La eliminación del pago íntegro durante la licencia médica no es un tecnicismo, es un retroceso en derechos. Significa que quienes enfrenten una enfermedad verán mermados sus ingresos. Esto afecta especialmente a las mujeres, quienes según todas las estadísticas disponibles, no solo tienen peores condiciones laborales en el Estado, sino que además asumen mayoritariamente las tareas de cuidado. Enfermarse hoy implicará una pérdida económica directa. Se vulnera así el principio de la seguridad social: proteger ingresos ante contingencias que impiden trabajar.
Además, la reforma puede fomentar el "presentismo laboral", es decir, acudir a trabajar estando enfermas o cuidando a otros, por temor a perder remuneración o ser sancionadas. Esta práctica, común por presión económica o institucional, tiene consecuencias graves: deterioro de la salud, aumento del estrés laboral y riesgo de contagio en entornos colectivos como en el transporte público.
La propuesta también otorga nuevas facultades a las Compin para fiscalizar a quienes usan licencias médicas, incluyendo el acceso a datos personales como viajes, desplazamientos u otras actividades privadas. Esto instala una presunción generalizada de fraude, vulnerando el principio de buena fe y promoviendo un clima de vigilancia que afecta desproporcionadamente a quienes ya enfrentan discriminación o precariedad en el sistema. En una sociedad donde aún persisten estereotipos que cuestionan la legitimidad del sufrimiento -por ejemplo, en enfermedades como la salud mental o el dolor crónico-, estas medidas abren espacio a nuevas formas de arbitrariedad y violencia institucional.
Por otro lado, resulta particularmente grave la posibilidad de usar licencias rechazadas como causal de salud incompatible. Muchas veces las licencias se rechazan por motivos administrativos, sin evaluar adecuadamente la condición médica. Esto expone a funcionarios y funcionarias a una eventual desvinculación basada en criterios opacos, sin garantías clínicas ni derecho efectivo a defensa.

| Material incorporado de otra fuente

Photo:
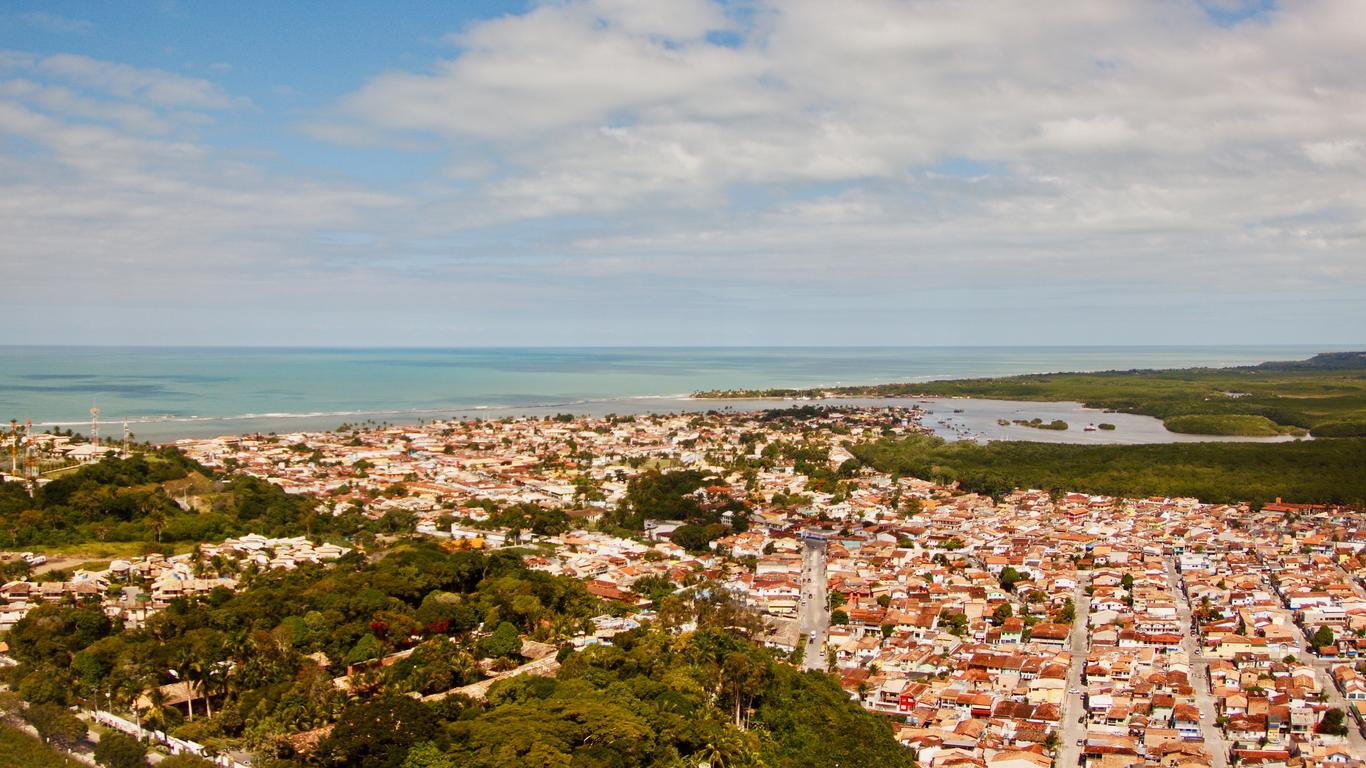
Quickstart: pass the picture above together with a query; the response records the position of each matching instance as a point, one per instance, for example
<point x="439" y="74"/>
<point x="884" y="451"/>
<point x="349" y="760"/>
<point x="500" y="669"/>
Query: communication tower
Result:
<point x="14" y="447"/>
<point x="30" y="457"/>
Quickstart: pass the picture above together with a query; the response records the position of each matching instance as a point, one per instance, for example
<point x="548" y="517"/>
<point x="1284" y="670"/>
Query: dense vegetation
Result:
<point x="267" y="659"/>
<point x="1225" y="424"/>
<point x="22" y="750"/>
<point x="654" y="700"/>
<point x="1317" y="470"/>
<point x="160" y="498"/>
<point x="1327" y="391"/>
<point x="267" y="655"/>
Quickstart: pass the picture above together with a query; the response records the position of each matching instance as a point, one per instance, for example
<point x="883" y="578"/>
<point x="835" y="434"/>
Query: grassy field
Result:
<point x="1228" y="424"/>
<point x="1325" y="394"/>
<point x="1314" y="470"/>
<point x="22" y="750"/>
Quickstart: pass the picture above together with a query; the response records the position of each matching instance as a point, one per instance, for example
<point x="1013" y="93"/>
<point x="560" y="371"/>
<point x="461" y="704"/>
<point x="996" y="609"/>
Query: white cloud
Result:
<point x="122" y="81"/>
<point x="58" y="23"/>
<point x="835" y="151"/>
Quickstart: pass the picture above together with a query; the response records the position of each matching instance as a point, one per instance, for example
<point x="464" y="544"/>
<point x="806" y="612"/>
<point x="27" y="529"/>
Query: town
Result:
<point x="1021" y="632"/>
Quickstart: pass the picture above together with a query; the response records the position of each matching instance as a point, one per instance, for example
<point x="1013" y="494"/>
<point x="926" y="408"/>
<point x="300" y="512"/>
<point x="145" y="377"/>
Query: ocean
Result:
<point x="171" y="392"/>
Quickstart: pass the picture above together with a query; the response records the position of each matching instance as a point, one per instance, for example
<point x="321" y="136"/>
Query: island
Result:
<point x="1324" y="395"/>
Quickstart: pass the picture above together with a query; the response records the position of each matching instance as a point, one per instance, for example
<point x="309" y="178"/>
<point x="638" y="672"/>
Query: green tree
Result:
<point x="120" y="750"/>
<point x="1333" y="723"/>
<point x="56" y="724"/>
<point x="503" y="644"/>
<point x="377" y="734"/>
<point x="428" y="755"/>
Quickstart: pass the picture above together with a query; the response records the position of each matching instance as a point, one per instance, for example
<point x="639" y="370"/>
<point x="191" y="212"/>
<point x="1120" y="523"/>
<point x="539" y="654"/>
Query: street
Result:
<point x="814" y="606"/>
<point x="1068" y="752"/>
<point x="1215" y="744"/>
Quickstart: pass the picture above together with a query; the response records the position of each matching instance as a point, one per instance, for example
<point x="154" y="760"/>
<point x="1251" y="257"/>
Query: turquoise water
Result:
<point x="167" y="392"/>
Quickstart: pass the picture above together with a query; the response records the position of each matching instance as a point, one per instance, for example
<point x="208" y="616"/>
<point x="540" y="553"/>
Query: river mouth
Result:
<point x="951" y="418"/>
<point x="980" y="418"/>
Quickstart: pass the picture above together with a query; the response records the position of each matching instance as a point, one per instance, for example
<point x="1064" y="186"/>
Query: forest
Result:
<point x="264" y="659"/>
<point x="1325" y="394"/>
<point x="160" y="498"/>
<point x="1312" y="470"/>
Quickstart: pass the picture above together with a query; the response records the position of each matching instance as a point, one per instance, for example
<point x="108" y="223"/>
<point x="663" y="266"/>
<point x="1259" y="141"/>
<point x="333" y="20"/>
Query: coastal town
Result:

A todo esto se suma un déficit de legitimidad en el proceso legislativo: no hubo diálogo social ni participación sustantiva de los gremios, muchos de ellos liderados por mujeres que conocen de primera mano la carga laboral y la tensión entre el trabajo y el cuidado. Se legisla desde una lógica economicista, ajena a la experiencia cotidiana de las y los trabajadores públicos, particularmente aquellas que sostienen escuelas, jardines infantiles, postas rurales o centros comunitarios.
En definitiva, esta reforma no moderniza ni fortalece el empleo público: lo debilita. Bajo una retórica de eficiencia, se encubre una transferencia de costos desde el Estado hacia sus funcionarias y funcionarios, especialmente hacia aquellas que ya enfrentan múltiples desigualdades. En lugar de construir un Estado que cuide a quienes cuidan, se impone una lógica de sospecha, castigo y desprotección.
Por último, la salud laboral no puede abordarse sin perspectiva de género. Necesitamos políticas que reconozcan las trayectorias diferenciadas de hombres y mujeres en el trabajo, y que garanticen condiciones justas para quienes han sostenido el Estado incluso en condiciones adversas. Castigar la enfermedad y precarizar el cuidado no es eficiencia: es regresión. Lo urgente es abrir un diálogo real y construir una reforma centrada en la dignidad del trabajo, la equidad sustantiva y el derecho a cuidar y ser cuidado sin empobrecimiento ni persecución.